I think it's funny how some people who pirate media do so and then bend over backwards trying to justify it to themselves (and others)...I just admit to pirating media, have done so for over 20 years and will continue to do so. I'm not going to justify it, I know it's illegal, but I still choose to do it. I don't pirate what's inconvenient to pirate, or what either requires hardware hacking or paying someone to do it, so for example I didn't get into PS2 piracy until it became fairly easy to do so. (I do own plenty of legitimate PS2 games as well, due to this, so the mere fact that I run OPL on my PS2 means nothing by itself). I also don't generally discuss things about piracy (other than in a meta sense, such as this) where such discussions are not welcome. You also won't change my mind, as I understand quite well the issues concerning copyright infringement. Just thought I'd put this out there, as I'm all the time seeing people saying "oh, the music/movie/game industry is shitty/greedy/corrupt/etc and so I pirate to show them! hur hur hur!". If you feel that way about the media industry and want to show it, then you don't use their media at all, and the more people who do so and be vocal about doing so, it drops mental "market share" and would eventually raise some big red flags that couldn't be swept under the big rug of "piracy" by the rights holders. If you download shit illegally, it's because you want free shit, and any unashamed pirate knows this.

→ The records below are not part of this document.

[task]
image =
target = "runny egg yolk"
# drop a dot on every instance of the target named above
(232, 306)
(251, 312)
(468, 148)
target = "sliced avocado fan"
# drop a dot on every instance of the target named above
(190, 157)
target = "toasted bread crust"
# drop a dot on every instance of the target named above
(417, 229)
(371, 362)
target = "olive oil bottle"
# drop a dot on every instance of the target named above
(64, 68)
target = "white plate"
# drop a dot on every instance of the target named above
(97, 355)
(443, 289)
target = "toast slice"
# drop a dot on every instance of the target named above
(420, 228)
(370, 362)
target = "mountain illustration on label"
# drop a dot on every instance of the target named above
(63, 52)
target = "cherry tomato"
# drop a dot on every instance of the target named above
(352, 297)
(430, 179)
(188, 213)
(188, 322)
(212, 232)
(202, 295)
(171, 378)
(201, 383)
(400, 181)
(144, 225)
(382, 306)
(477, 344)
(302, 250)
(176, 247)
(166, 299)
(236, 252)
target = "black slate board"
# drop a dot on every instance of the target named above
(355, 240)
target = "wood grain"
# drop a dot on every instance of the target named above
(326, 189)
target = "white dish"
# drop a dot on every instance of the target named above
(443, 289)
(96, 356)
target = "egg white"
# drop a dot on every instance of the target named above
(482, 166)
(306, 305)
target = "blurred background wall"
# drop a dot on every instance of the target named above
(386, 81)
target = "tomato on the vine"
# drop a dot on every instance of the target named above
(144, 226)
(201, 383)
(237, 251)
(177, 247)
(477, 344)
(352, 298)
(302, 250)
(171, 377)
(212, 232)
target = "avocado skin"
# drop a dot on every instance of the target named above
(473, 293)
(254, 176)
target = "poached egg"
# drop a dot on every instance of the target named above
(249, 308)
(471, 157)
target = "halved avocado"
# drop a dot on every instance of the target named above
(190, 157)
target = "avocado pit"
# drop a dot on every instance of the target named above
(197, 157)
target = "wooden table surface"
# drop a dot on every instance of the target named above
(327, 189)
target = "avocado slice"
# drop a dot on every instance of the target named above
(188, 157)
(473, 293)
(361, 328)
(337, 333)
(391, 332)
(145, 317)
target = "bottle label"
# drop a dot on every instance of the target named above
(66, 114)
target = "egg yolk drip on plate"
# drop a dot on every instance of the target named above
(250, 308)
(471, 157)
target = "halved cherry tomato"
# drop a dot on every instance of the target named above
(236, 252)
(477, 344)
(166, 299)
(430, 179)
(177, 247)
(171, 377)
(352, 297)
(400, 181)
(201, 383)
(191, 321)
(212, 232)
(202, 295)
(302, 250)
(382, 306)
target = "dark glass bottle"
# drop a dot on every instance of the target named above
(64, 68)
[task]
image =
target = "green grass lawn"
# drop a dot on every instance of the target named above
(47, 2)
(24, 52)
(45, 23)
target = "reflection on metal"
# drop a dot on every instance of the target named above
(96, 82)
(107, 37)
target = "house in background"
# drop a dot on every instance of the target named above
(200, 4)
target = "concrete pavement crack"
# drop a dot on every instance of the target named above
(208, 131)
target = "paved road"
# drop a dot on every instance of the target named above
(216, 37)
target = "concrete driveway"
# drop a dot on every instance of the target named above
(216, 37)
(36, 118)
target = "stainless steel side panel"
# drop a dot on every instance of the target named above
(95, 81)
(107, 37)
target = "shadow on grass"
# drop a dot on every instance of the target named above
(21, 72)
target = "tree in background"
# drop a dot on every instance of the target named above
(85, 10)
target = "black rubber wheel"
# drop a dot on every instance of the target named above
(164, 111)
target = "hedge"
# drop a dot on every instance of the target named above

Well, I am happy to pay a fair amount for vinyl and CD's if they offer me something for my money. 25 Euro for a Battles vinyl is cool. But 25 Euro for 25 tracks by the Battles, no, and if the band would get 99c of a dollar. Support is nice, but if feels like wasted money to me and my personal opinion is that buying something should leave a nice feeling behind, not a bad taste like you just lost 25$ on a traffic fine. Like with any of my posts, it's just my personal point of view. I don't care who I support, I am a consumer. If publishers want to be supported, then sell me a nice product and I'll support them. Like that Pier Solar-game for Mega Drive: The packaging is outstanding, absolutely stunning. I am happy to pay 35$+ for it. The consumer is important and I think some companies forget about that a little, now that the value of a license is all what music has become. Maybe it's just the consumers who forgot about it themselves, how fortunate for the publishers.